Ideaconsult Ltd., 4 A.Kanchev str., Sofia 1000, Bulgaria.
Curr Top Med Chem. 2012;12(18):1987-2001. doi: 10.2174/156802612804910304.
The Structure-Activity Relationships (SAR) landscape and activity cliffs concepts have their origins in medicinal chemistry and receptor-ligand interactions modelling. While intuitive, the definition of an activity cliff as a "pair of structurally similar compounds with large differences in potency" is commonly recognized as ambiguous. This paper proposes a new and efficient method for identifying activity cliffs and visualization of activity landscapes. The activity cliffs definition could be improved to reflect not the cliff steepness alone, but also the rate of the change of the steepness.
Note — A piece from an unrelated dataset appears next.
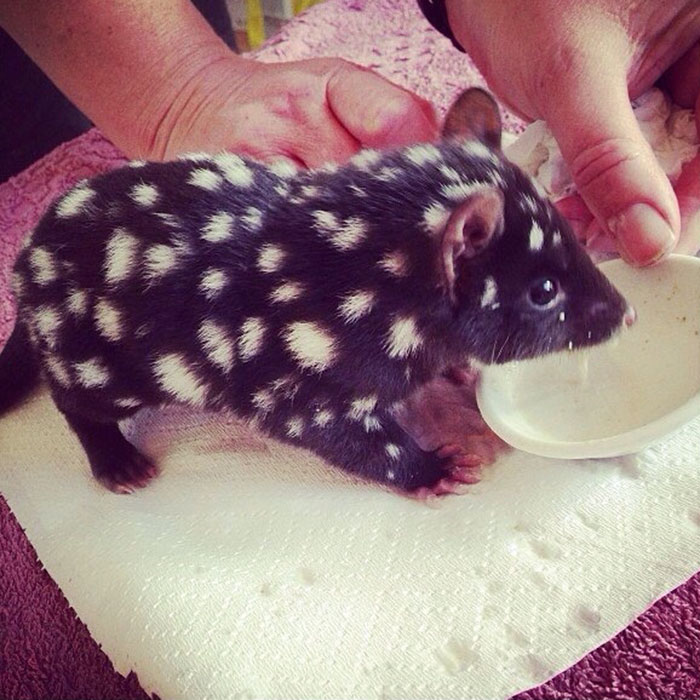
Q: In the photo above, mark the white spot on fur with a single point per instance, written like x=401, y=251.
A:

The method requires explicitly setting similarity and activity difference thresholds, but provides means to explore multiple thresholds and to visualize in a single map how the thresholds affect the activity cliff identification. The identification of the activity cliffs is addressed by reformulating the problem as a statistical one, by introducing a probabilistic measure, namely, calculating the likelihood of a compound having large activity difference compared to other compounds, while being highly similar to them. The likelihood is effectively a quantification of a SAS Map with defined thresholds. Calculating the likelihood relies on four counts only, and does not require the pairwise matrix storage. This is a significant advantage, especially when processing large datasets. The method generates a list of individual compounds, ranked according to the likelihood of their involvement in the formation of activity cliffs, and goes beyond characterizing cliffs by structure pairs only. The visualisation is implemented by considering the activity plane fixed and analysing the irregularities of the similarity itself. It provides a convenient analogy to a topographic map and may help identifying the most appropriate similarity representation for each specific SAR space. The proposed method has been applied to several datasets, representing different biological activities. Finally, the method is implemented as part of an existing open source Ambit package and could be accessed via an OpenTox API compliant web service and via an interactive application, running within a modern, JavaScript enabled web browser. Combined with the functionalities already offered by the OpenTox framework, like data sharing and remote calculations, it could be a useful tool for exploring chemical landscapes online.
结构-活性关系 (SAR) 景观和活性悬崖概念起源于药物化学和受体-配体相互作用建模。虽然直观,但将活性悬崖定义为“一对结构相似但效力差异很大的化合物”通常被认为是模糊的。本文提出了一种识别活性悬崖和可视化活性景观的新方法。活性悬崖的定义可以改进,不仅反映悬崖的陡峭程度,还反映陡峭程度变化的速度。该方法需要明确设置相似度和活性差异阈值,但提供了探索多个阈值和在单个地图中可视化多个阈值如何影响活性悬崖识别的方法。通过将问题重新表述为统计问题,引入概率度量,即计算化合物与其他化合物相比具有较大活性差异的可能性,同时与它们高度相似,来解决活性悬崖的识别问题。概率实际上是具有定义阈值的 SAS 图的量化。计算概率仅依赖于四个计数,而不需要存储两两矩阵。这是一个显著的优势,尤其是在处理大型数据集时。该方法生成一个化合物列表,根据它们参与形成活性悬崖的可能性进行排序,并不仅仅通过结构对来描述悬崖。可视化通过考虑活性平面固定并分析相似性本身的不规则性来实现。它提供了一种方便的类比,类似于地形地图,并可能有助于确定每个特定 SAR 空间最适合的相似性表示。该方法已应用于多个数据集,代表不同的生物活性。最后,该方法作为现有的开源 Ambit 包的一部分实现,并可以通过符合 OpenTox API 的 Web 服务和在现代 JavaScript 启用的 Web 浏览器中运行的交互式应用程序访问。结合 OpenTox 框架已经提供的功能,如数据共享和远程计算,它可能成为在线探索化学景观的有用工具。